The pull request itself also provides an area to have a discussion - on the features, the code decisions, tech debt introduction. By doing this in the pull request, this discussion is linked very closely to the code itself. You could have the discussion happen in some other document, but several months down the line that document may get lost to some obscure folder in your company’s google drive.

For extra credit, you could also tag pull requests with the work item associated to the pull request, so you know why a change was made.

Security Benefits and Beyond

With all of these ingredients together, you can trace from a single line change who made the change, approved the change, approved the item to be worked on at all, and any context capture in any comments for the PR! And with all theses duties separated by person, you’ve mitigated a lot of the risk of any one person trying to act maliciously within an organization.

As an auditor, this kind of paper trail is gold. In fact, I’ve been involved in security audits that went super smoothly because this process was in place. In addition to security benefits, it was so useful to be able to see the context of something far into the future. Have you ever looked at code that YOU wrote and wondered why you took some odd approach? With this trail you can find the context of the original change, hopefully with an explanation of why.

Constructive Review vs. Fodder for Punishment

I want to emphasize that this internal control is not about placing blame. Accountability is important, but if this process is wielded as a threat, your team will be reluctant to to adhere to it. Should something happen, a bug, security breach, or even just a missed feature, this process should be used to trace the source of the problem. Afterwards a constructive, blameless discussion can happen where processes can improved. What happened in the past happened - the only thing to do is move on and learn from it. If leadership uses this process to punish contributors for their mistakes, the engineers will find ways to not be associated to the changes. Like any tool, its value to the organization highly depends on the culture those using it.

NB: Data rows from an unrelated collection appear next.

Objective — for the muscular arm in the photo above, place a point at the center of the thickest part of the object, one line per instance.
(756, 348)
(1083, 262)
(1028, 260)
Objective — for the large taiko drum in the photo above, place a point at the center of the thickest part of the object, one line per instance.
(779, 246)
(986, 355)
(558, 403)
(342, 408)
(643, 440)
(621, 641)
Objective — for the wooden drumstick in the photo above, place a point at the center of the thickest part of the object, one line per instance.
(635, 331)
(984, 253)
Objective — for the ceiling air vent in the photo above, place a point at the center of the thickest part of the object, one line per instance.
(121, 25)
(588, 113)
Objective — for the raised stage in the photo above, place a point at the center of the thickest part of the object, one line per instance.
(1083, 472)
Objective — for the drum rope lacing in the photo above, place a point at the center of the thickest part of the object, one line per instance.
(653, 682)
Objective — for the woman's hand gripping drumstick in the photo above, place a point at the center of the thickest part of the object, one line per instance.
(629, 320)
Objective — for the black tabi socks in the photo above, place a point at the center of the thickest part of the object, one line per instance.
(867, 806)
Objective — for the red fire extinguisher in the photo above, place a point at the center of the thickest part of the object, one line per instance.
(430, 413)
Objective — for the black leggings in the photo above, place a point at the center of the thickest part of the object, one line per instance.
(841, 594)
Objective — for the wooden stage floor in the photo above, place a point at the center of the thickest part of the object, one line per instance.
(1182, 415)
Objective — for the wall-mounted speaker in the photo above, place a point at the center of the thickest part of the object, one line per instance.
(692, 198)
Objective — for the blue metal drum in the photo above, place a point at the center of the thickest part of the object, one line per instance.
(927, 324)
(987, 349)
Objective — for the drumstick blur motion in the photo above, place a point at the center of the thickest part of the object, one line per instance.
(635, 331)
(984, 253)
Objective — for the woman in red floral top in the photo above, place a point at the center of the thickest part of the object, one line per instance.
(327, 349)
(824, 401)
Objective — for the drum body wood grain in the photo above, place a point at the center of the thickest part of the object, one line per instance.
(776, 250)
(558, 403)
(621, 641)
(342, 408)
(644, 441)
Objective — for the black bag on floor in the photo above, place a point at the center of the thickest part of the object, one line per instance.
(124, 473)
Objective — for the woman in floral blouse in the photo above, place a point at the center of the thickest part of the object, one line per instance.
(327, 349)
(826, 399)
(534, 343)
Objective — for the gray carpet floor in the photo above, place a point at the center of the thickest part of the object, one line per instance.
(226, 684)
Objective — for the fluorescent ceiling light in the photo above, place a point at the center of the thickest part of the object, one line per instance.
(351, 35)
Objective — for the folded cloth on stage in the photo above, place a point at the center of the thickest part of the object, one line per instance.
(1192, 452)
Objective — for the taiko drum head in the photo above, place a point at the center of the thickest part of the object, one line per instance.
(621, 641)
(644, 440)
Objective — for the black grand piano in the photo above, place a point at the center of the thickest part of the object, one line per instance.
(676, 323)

There are not many things that I consider essential for an engineering org, but pull requests are something that is a must have for me, and possibly a deal breaker for me if an organization refused to use them without a much better alternative. Even when I was the only working on a project professionally, I STILL used pull requests so that I could have the benefits of the audit trail, both for my future self or anyone else who would have to inherit my work after I left.